Miras Oplosan Jadi Materi Wajib Rehabilitasi Pencandu Narkoba - Kompas.com
Jumat, 17 Mei 2024

Kaleidoskop 2016

Kaleidoskop 2016

Simak rangkuman peristiwa, informasi, dan ulasan topik hangat yang terjadi selama tahun 2016..

Miras Oplosan Jadi Materi Wajib Rehabilitasi Pencandu Narkoba

Jumat, 12 Desember 2014 | 16:55 WIB
KOMPAS.com/Achmad Faizal Forum materi bahaya Napza di Rumah Sehat Orbit Surabaya.

SURABAYA, KOMPAS.com
 — Karena ada sejumlah tragedi terkait minuman keras oplosan yang terjadi belakangan ini, materi tentang miras oplosan menjadi materi pembahasan di forum pembinaan dan rehabilitasi korban narkotika, psikotropika, dan zat adiktif (napza) lainnya di Surabaya.
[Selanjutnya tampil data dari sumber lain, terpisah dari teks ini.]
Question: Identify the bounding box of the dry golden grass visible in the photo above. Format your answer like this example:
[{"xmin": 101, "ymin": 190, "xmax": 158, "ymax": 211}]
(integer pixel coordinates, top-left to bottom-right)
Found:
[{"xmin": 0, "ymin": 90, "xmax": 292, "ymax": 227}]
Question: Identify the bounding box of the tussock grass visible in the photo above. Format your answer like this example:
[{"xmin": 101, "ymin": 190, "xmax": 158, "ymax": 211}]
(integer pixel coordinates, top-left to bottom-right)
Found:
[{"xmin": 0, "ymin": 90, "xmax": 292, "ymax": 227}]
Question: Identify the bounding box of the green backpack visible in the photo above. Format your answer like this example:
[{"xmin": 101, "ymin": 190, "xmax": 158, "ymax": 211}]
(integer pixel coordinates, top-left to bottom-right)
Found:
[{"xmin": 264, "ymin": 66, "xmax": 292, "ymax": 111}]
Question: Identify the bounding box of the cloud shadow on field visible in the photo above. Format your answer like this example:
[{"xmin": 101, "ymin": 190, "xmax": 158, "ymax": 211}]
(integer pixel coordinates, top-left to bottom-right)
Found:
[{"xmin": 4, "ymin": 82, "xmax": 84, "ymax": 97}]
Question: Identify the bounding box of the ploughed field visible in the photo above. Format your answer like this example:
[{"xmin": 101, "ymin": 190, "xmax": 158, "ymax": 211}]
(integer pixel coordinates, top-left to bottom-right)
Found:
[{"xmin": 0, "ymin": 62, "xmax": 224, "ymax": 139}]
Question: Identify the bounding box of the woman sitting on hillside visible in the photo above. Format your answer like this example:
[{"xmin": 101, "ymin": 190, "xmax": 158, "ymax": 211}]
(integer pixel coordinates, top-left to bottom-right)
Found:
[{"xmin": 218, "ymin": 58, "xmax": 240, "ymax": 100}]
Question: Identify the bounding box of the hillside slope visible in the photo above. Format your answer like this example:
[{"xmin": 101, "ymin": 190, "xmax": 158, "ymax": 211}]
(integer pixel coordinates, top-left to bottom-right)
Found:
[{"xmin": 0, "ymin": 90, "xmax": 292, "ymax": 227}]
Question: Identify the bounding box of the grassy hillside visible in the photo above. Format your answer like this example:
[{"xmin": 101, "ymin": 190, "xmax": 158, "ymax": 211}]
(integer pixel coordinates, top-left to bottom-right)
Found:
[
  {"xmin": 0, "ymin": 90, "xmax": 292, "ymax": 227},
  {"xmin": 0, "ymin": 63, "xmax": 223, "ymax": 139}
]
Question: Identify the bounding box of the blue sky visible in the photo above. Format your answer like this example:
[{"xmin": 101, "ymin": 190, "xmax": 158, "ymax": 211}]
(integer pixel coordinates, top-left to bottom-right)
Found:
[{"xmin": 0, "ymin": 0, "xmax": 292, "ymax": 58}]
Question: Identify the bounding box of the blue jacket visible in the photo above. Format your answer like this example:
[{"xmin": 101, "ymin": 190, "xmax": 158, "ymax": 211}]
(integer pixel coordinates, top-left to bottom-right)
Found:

Bahaya tentang miras oplosan dinilai perlu disampaikan kepada peserta karena di tengah pergaulan, mereka diyakini sangat dekat dengan miras oplosan.

"Pengoplos minuman keras kebanyakan tidak tahu kadar minuman yang dioplos, dan mereka juga tidak tahu bahayanya bagi tubuh," kata Koordinator Konselor Rumah Sehat Orbit Surabaya (RSOS), Lukman Hakim, Jumat (12/12/2014).

Akibatnya, lanjut Lukman, banyak konsumen yang tewas setelah minum miras oplosan.

"Karena itu, edukasi menjadi sangat penting bagi masyarakat tentang bahaya miras oplosan, lebih dari regulasi pemerintah dalam membatasi atau melarang peredaran miras," terang mantan pencandu napza ini. 

Di tempatnya di kawasan Bratang Binangun, Surabaya, menurut Lukman, terdapat sekitar 60 pasien rawat inap. Mereka diambil dari komunitas peminum di tengah-tengah masyarakat yang ingin sembuh dan berhenti mengonsumsi narkotika dan psikotropika. Sebagian dari pasien itu juga ada yang rawat jalan.

"Memang tidak ada jaminan mereka bisa sembuh setelah keluar dari sini, tetapi paling tidak mereka bisa paham dan dapat menyosialisasikan tentang bahaya napza kepada lingkungannya kelak," ujarnya.

Di RSOS Surabaya, para korban tidak hanya dibekali materi soal bahaya napza. Mereka juga mendapatkan pemahaman dari segi hukum, peta penyebaran napza di dunia, serta materi konseling untuk tiap-tiap individu. 

Lukman mengklaim, kegiatan lembaganya itu dibiayai secara swadaya, termasuk biaya transportasi para pasien pencandu sebesar Rp 30.000 setiap harinya.